Jason had tried the Nvidia Tesla and found a 40 times performance gain vs. the x86 based solution.
The world’s first teraflop many-core processor
NVIDIA® Tesla™ GPU computing solutions enable the necessary transition to energy efficient parallel computing power. With 240 cores per processor and based on the revolutionary NVIDIA® CUDA™ parallel computing architecture, Tesla scales to solve the world’s most important computing challenges—more quickly and accurately.
Another interesting choice is the Intel Atom based SGI concept server.
SGI was showing off a new supercomputer project at SC08 last week, it's codenamed Project Molecule and the special thing about it is that it uses the Intel Atom N330 processor. The aim of Project Molecule is to create a supercomputer with ultra high-density, low power consumption and low cost using the ultimate commodity processor that can be easily programmed. SGI says a 3U-high rack can house more than 90 blocks with two dual-core Intel Atom 1.6GHz processor in each block, good for a total of 360 cores. The total power consumption of this system is below 2kW. More info at Tech-On!
The Register has some more info about the performance of Project Molecule:
The concept machine at the SC08 show was a 3U rack that contained 180 of the Atom boards, for a total of 360 cores. These boards would present 720 virtual threads to a clustered application, and have 720 GB of main memory (using 512 MB DDR2 DIMMs mounted on the board) and a total of 720 GB/sec of memory bandwidth. The important thing to realize, explained Brown, is that if the interconnect was architected correctly, the entire memory inside the chassis could be searched in one second. That memory bandwidth, Brown explained, was up to 15 TB/sec per rack, or about 20 times that of a single-rack cluster these days. This setup would be good for applications where cache memory or out-of-order execution don't help, but massive amounts of threads do help. (Search, computational fluid dynamics, seismic processing, stochastic modeling, and others were mentioned).

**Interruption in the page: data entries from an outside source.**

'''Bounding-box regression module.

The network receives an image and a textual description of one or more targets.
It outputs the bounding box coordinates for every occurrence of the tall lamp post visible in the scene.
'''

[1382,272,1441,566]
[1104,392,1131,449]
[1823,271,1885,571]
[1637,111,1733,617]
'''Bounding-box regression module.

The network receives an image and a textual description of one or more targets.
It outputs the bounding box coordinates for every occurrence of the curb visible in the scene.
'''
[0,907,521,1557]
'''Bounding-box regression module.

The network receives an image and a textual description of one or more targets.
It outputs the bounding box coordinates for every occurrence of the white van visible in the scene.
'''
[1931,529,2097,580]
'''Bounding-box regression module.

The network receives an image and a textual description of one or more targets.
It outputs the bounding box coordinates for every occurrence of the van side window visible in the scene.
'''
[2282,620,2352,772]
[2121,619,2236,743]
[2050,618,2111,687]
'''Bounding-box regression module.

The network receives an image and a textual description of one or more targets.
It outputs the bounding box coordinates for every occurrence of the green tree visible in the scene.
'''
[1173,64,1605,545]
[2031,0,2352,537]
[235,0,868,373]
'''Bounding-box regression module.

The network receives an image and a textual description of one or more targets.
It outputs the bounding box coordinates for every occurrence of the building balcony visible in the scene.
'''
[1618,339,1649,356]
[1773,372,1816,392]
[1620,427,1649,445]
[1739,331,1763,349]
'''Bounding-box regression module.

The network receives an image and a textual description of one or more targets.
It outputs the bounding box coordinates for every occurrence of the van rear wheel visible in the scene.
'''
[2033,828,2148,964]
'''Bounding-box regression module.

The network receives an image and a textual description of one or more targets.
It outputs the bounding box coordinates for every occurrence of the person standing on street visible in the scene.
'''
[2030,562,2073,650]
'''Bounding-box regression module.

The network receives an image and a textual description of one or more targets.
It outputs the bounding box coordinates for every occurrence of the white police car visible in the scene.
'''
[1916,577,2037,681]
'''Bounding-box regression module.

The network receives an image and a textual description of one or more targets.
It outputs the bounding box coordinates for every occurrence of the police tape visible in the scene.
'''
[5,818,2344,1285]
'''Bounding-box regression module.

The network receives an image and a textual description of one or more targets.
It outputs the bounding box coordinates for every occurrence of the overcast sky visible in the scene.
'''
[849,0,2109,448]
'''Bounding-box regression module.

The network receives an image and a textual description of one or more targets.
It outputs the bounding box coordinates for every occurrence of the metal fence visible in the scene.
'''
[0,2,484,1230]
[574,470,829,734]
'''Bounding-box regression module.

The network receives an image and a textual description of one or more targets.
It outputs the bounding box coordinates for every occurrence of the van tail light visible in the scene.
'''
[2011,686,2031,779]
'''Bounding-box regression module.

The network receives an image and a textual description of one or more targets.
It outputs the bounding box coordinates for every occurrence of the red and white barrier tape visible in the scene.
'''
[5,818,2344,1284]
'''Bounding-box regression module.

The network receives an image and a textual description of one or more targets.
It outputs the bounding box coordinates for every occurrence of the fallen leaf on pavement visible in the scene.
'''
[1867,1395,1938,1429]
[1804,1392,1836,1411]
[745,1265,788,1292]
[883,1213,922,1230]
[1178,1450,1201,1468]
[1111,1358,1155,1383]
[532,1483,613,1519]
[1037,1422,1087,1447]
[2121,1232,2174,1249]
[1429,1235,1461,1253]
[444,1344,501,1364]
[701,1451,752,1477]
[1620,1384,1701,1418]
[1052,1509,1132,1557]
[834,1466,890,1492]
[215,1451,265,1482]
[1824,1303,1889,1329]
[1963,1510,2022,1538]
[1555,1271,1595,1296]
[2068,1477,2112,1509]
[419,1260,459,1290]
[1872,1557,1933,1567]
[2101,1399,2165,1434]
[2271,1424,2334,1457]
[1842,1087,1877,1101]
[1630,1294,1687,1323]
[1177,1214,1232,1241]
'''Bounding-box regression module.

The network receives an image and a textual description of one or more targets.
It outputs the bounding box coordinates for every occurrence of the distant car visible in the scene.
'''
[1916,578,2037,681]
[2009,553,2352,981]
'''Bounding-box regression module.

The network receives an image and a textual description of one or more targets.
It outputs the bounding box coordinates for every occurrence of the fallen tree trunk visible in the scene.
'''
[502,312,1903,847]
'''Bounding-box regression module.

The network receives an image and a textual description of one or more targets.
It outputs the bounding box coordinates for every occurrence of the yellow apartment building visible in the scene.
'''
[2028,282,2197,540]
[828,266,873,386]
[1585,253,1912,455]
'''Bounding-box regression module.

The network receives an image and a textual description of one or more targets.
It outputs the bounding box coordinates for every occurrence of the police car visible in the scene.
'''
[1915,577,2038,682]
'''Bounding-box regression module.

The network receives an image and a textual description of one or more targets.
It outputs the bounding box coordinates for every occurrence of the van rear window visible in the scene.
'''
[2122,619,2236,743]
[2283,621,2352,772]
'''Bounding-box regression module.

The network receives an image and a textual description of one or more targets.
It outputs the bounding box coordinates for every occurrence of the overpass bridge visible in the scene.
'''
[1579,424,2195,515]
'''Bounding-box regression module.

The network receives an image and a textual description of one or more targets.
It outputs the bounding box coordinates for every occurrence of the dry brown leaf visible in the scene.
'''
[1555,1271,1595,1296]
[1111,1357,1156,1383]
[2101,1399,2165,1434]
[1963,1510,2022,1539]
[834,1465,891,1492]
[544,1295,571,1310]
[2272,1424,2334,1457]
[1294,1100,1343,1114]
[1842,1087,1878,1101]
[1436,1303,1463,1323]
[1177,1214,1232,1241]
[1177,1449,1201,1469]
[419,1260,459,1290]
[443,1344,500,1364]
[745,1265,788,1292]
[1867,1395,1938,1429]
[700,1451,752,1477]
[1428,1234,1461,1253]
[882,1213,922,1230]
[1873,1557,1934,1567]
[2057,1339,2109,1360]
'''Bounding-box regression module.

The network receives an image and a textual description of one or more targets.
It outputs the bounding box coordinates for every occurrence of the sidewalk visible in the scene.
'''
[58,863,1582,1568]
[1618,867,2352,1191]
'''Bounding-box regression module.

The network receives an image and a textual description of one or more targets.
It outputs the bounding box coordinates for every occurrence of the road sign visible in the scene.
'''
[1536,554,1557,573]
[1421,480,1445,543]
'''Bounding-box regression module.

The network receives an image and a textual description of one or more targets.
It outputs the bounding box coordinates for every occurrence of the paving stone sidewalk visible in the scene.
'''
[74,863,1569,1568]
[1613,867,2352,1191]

The other advantages that the Molecule system might have are low energy use and low cost. The aggregate memory bandwidth in a rack of these machines (that's 10,080 cores with 9.8 TB of memory) would deliver about 7 times the GB per second per watt of a rack of x64 servers in a cluster today, according to Brown. On applications where threads rule, the Molecule would do about 7 times the performance per watt of x64 servers, and on SPEC-style floating point tests, it might even deliver twice the performance per watt. On average, SGI is saying performance per watt should be around 3.5 times that of a rack of x64 servers.
And GigaOm today has another processor design.
Daniel Reed, Microsoft’s scalable and multicore computing strategist, calls this a hidden problem that’s just as big as the challenges of developing code that optimizes multicore chips.
Chip firms are aware of the issue. Intel’s Nehalem processor for servers adds more memory on chip for the multiple cores and tried to improve communications on the chip. Firms such as Texas Instruments (a TXN) have tweaked the designs of their ARM-based chips for cell phones to address the issue as well. Freescale has created a “fabric” inside some of its multicore embedded chips so they can share information more efficiently across a variety of cores.
But it’s possible that a straight redesign on the processor side is what’s needed. SiCortex, which makes a specially designed chip for the high-performance computing market, questions whether merely adding more memory, as Intel is doing, is the way to solve the issue. Its solution is closer to creating a communication fabric inside the device that scales with the number of cores that are added.
Combine all these ideas, and it is possible for Google, Amazon, Yahoo, or Microsoft to completely change computing by making the transition to a new platform.
Is the megacomputer going to be driven by one of these companies?